By default, in Kubernetes, any pod can talk to any other pod within a cluster with no restriction. For better network isolation, Kubernetes NetworkPolicy allows cluster administrators to secure access to and from applications by defining which entities a pod is allowed to communicate with and vice-versa. However, this requires customers to use additional software to implement NetworkPolicy, often resulting in operational overhead and cost to install and maintain those third party plugins.
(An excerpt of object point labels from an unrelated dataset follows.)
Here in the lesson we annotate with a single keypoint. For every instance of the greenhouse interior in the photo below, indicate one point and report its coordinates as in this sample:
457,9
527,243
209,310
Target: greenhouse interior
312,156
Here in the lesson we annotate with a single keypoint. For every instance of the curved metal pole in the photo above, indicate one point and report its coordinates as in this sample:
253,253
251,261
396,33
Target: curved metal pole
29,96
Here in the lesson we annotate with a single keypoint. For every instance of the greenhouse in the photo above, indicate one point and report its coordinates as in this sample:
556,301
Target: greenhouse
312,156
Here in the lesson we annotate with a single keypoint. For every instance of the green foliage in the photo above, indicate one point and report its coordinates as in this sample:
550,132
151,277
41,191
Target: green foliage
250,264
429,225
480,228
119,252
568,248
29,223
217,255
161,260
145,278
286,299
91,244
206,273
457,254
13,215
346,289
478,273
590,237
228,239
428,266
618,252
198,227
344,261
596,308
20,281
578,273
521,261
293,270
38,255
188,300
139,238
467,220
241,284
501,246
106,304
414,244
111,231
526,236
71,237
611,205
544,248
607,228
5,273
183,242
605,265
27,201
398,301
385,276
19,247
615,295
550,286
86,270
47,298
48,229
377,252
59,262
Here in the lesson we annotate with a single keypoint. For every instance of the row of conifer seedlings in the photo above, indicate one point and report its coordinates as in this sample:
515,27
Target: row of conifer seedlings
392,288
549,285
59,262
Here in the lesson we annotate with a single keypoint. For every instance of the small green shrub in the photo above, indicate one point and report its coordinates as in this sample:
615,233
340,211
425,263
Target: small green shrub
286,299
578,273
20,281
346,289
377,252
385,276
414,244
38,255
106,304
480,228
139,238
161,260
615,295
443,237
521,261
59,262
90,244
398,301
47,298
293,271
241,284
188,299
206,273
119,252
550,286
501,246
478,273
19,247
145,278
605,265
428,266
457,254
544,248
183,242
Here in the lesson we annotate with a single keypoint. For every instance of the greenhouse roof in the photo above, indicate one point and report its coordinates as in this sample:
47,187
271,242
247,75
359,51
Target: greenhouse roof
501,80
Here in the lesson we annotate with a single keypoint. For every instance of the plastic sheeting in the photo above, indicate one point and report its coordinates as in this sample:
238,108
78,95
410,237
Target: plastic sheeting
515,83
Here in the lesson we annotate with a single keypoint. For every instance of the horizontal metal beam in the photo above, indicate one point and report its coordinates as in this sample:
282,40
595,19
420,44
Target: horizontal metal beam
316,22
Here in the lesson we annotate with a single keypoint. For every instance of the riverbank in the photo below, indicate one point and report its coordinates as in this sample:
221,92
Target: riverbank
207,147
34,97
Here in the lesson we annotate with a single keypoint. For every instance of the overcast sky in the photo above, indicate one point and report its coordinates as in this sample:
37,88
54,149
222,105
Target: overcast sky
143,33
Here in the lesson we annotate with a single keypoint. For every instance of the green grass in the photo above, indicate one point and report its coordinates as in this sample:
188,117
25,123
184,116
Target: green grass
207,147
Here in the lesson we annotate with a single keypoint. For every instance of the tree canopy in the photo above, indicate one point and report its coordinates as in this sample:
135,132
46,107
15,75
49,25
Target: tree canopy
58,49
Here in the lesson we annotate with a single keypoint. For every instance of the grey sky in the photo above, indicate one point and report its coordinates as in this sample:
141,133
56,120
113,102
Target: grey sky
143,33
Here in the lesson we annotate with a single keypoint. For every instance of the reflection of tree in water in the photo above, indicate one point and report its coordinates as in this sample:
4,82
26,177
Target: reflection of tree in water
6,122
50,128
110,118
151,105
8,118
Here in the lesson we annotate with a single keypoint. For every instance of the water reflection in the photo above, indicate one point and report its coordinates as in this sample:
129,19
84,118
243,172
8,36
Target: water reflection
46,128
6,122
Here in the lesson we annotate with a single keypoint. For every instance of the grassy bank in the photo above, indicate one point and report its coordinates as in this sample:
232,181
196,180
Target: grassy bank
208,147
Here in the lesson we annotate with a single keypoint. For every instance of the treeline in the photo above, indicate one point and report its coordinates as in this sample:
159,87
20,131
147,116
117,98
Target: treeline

With support for NetworkPolicy in Amazon VPC CNI, customers running Kubernetes on AWS can now allow or deny traffic between their pods based on label selectors, namespaces, IP blocks, and ports with minimal overhead. With native VPC integration, they can secure their applications using standard components including security groups, and network access control lists (ACL), as part of additional defense-in-depth measures. In addition, customers can trace and troubleshoot configured policies at a cluster and node level using the Amazon VPC CNI plugin. Starting with VPC CNI v1.14, NetworkPolicy support is available on new clusters running Kubernetes version 1.25 and above but turned off by default at launch.